Learn from incidents to optimize long-term strategies for Cybersecurity defense
TeamT5 provides a complete incident investigation report. In addition to detailing the root cause of the incident, hacker groups, attack methods, etc., it also provides targeted remedies and further practical suggestions for long-term cybersecurity defense:
1. Block the source of hacker control and reduce the risk of secondary hacking:
- Digital assets assessment: Confirm the security status of endpoints, grasp the security status of service interfaces that are exposed and may be attacked, and reduce the risk of being controlled by hackers, encrypted and extorted, causing service shutdown.
- Confirm the security of VPN equipment and systems: Based on the client's actual site environment, it is recommended to patch equipment vulnerabilities, prohibit multiple people from sharing accounts, and enable the two-stage verification mechanism and device verification mechanism to prevent attackers from gaining access and moving laterally to cause damage.
- Control network access management : When clients use Remote Desktop (RDP), if remote management is not implemented, it is recommended to strengthen the management interface and access control of important hosts to prevent attackers from accessing important hosts through internal hosts and encrypted ransomware.
- Improve personnel security awareness: You need to be security aware of phishing emails and website downloads to avoid account and password theft or execution of malicious programs.
2. Strengthen cybersecurity monitoring measures to detect abnormalities early:
- Endpoint detection and protection: It is not only necessary to rely on anti-virus software, but also to establish a terminal security defense mechanism to reduce the risk of threats such as malicious programs, encryption ransomware, and lateral movement.
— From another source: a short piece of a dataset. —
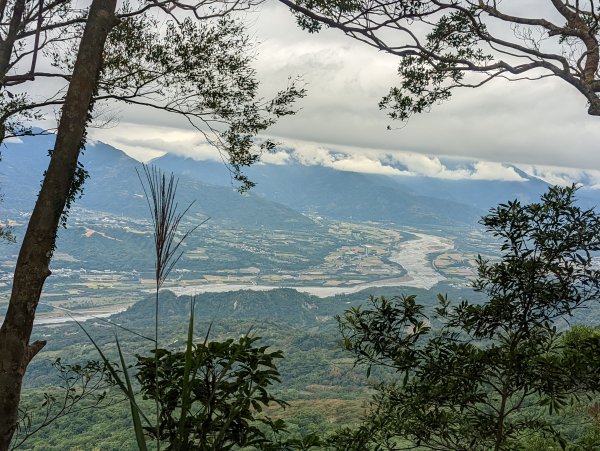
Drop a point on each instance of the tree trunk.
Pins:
(38, 244)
- Enable event log: Enable event logs such as Event ID 4688 (program execution), Event ID 4625, 4624 (login audit), etc. AD and account authorization management: Confirm the usage of privileged accounts and general accounts to avoid password theft.
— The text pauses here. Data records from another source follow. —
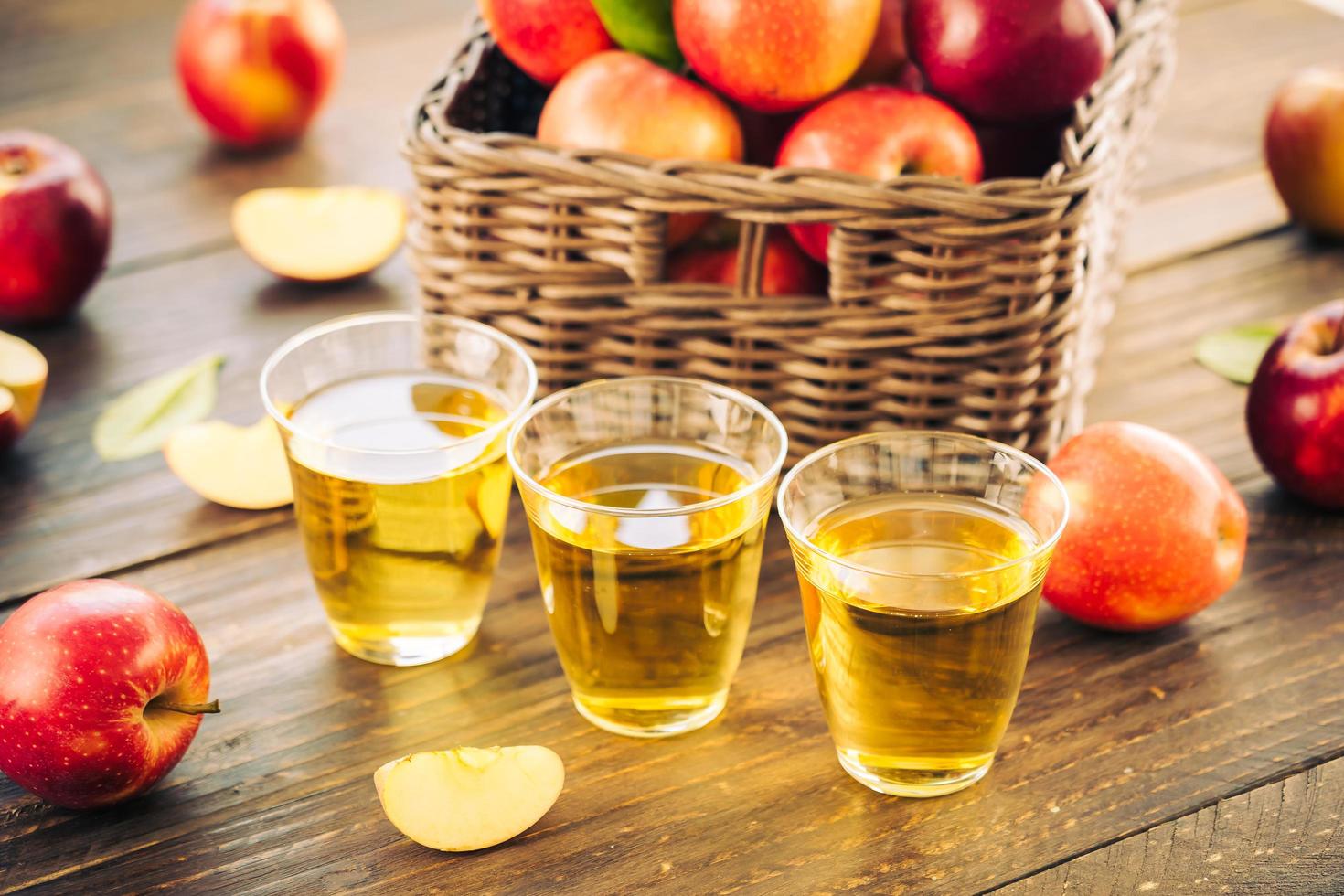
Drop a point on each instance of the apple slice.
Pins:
(23, 377)
(240, 466)
(320, 234)
(469, 798)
- Network communication policy settings: Confirm the systems or terminals allowed by the rules and their open connection settings to reduce the risk of access control threats.
- Check the server service log: Confirm whether there is any detection or attack situation, detect it in advance, handle it as soon as possible, and prevent intrusion detection.
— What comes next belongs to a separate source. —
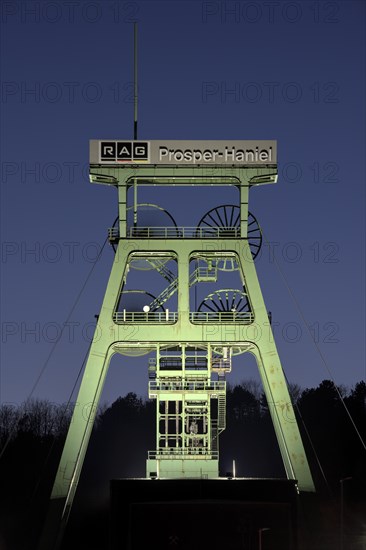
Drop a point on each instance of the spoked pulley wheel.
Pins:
(224, 220)
(225, 300)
3. Improve data backup and system restoration mechanisms to minimize hacker losses:
- Strengthen the 3-2-1 backup principle to ensure that normal operations can be restored when data is damaged or encrypted, and can prevent threats such as encryption blackmail and service shutdown.
By reviewing the entire cybersecurity incident handling process and reviewing whether there are any areas that need to be strengthened, firstly, this can reduce the possibility of similar attacks happening again, and secondly, even if similar cybersecurity incidents are faced again in the future, they can be handled more effectively.